When Jenkins sat down at his typewriter, he had twice as many clubs in his bag as everyone else. At the ’86 Masters, after Nicklaus birdied 17, after Verne Lundquist yelled, “Yes, sir!”, Walter Bingham walked into the Augusta pressroom. He saw Jenkins, then with Golf Digest, and Rick Reilly, who’d taken the old Jenkins seat at SI.

“Wow,” Reilly said. “Have you ever seen a story like this? So big you can’t write it?”

“No,” Jenkins said.

♦♦♦

Here’s what it was like to watch Dan Jenkins get sweet, delicious revenge. You might remember this. It had been bubbling. When Tiger Woods joined the PGA Tour, in 1996, it wasn’t enough to say he could be the greatest golfer ever. “Tiger will do more than any other man in history to change the course of humanity … ” Earl Woods told Sports Illustrated. “He is the Chosen One. He’ll have the power to impact nations. Not people. Nations.”

Jenkins wasn’t walking into that sand trap. But Woods did pique his interest. Woods had scored a phone call with Ben Hogan before he died in 1997 and soaked up wisdom from the old master. Jenkins saw a potential golf-history nut. In the early 2000s, Golf Digest reached out to Woods’s agent to set up an off-the-record dinner. Like the ones he’d had with Palmer and Hogan.

The answer came back from the Woods camp: “We have nothing to gain.”

Jenkins spent the next decade in what the Brits would call the shadow government. He gave Woods credit for his wins. He once allowed that Woods was a better shotmaker than even Hogan. But he poked at the excesses of Tigermania. In Golf Digest, Jenkins wrote up an imaginary press conference in which Mark O’Meara, who’d barnacled himself to Woods, began his answers with, “Tiger and me were discussing it earlier … ”

In 2001, Jenkins told the magazine, “Only two things can stop Tiger — injury or a bad marriage.” To quote a Fort Worth overheard, he was both right.

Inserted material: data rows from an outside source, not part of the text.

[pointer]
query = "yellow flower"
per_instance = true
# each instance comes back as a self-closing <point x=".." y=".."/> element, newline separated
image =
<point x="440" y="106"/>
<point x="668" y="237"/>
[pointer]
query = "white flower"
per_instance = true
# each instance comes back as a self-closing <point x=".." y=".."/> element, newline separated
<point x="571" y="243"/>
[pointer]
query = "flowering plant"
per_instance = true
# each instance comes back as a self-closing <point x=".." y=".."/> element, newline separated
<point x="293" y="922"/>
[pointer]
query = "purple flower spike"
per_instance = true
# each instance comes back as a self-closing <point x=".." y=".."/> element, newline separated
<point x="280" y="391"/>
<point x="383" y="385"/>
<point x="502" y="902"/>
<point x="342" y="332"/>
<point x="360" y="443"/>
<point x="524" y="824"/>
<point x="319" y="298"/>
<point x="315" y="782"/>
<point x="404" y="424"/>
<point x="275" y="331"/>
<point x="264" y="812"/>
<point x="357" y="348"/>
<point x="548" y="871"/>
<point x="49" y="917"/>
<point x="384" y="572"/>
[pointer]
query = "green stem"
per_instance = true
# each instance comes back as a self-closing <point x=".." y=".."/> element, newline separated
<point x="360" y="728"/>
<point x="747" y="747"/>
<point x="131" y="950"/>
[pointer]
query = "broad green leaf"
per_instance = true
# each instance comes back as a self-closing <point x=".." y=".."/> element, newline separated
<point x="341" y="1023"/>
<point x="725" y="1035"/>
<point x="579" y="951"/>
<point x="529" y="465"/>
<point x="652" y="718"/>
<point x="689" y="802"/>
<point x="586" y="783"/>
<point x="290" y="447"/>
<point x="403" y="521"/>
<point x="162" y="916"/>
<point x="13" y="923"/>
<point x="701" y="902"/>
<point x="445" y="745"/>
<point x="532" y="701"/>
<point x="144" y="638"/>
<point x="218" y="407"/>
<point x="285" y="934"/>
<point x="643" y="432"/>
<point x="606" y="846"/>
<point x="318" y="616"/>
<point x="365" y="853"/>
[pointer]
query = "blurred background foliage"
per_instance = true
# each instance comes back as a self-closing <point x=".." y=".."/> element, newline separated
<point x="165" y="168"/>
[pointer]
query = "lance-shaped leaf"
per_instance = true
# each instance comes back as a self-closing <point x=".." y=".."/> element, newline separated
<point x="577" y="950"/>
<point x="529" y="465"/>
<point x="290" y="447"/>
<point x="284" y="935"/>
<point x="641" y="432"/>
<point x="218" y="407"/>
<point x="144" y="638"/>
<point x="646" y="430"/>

In 2010, Woods compared his injury comeback to Hogan’s. “Hogan nearly died,” Jenkins remarked. “All Tiger did was damn near get syphilis.” It wasn’t that Jenkins thought Woods had become evil. That would turn Earl Woods’s hook into a slice. No, Jenkins’s revelation was simpler. “He is a hell of a talent,” Jenkins told me. “He just happens to be an asshole.” To hear Jenkins tell it, the subtle russet peddlers who had turned golf into a religion and given Augusta National cathedral status had also erroneously granted Tiger a soul.

In a column, Jenkins withdrew the dinner invitation. “Now it’s too late,” he wrote. “I’m busy.”

This year, Jenkins will attend the 221st, 222nd, 223rd, and 224th major tournaments of his career. He no longer smokes. His scotch and water and backup scotch and water have been replaced by a single vodka martini. Jenkins no longer writes deadline stories at majors. He writes tweets. Golf Digest’s Mike O’Malley does the typing. If you love golf, but don’t worship it, this is how you want to write.

I can't decide if it's easy or hard to imagine Jim Furyk with two majors.—
Dan Jenkins (@danjenkinsgd) August 10, 2013

"Robert Garrigus" has a real PGA Championship feel to it.—
Dan Jenkins (@danjenkinsgd) August 09, 2013

As a golfer, Jason Dufner is living proof of something I haven't figured out yet.—
Dan Jenkins (@danjenkinsgd) August 11, 2013

Do you miss scotch and water? I asked Jenkins in Fort Worth.

“No,” Jenkins said.

Do you miss Winstons?

“Yes,” he said. “They were the best friends I had for 50 years. I never met one I didn’t like.

“And to answer a question you haven’t asked,” he said, “how long am I going to keep doing this? Till they carry me out. What would I do? I don’t paint.”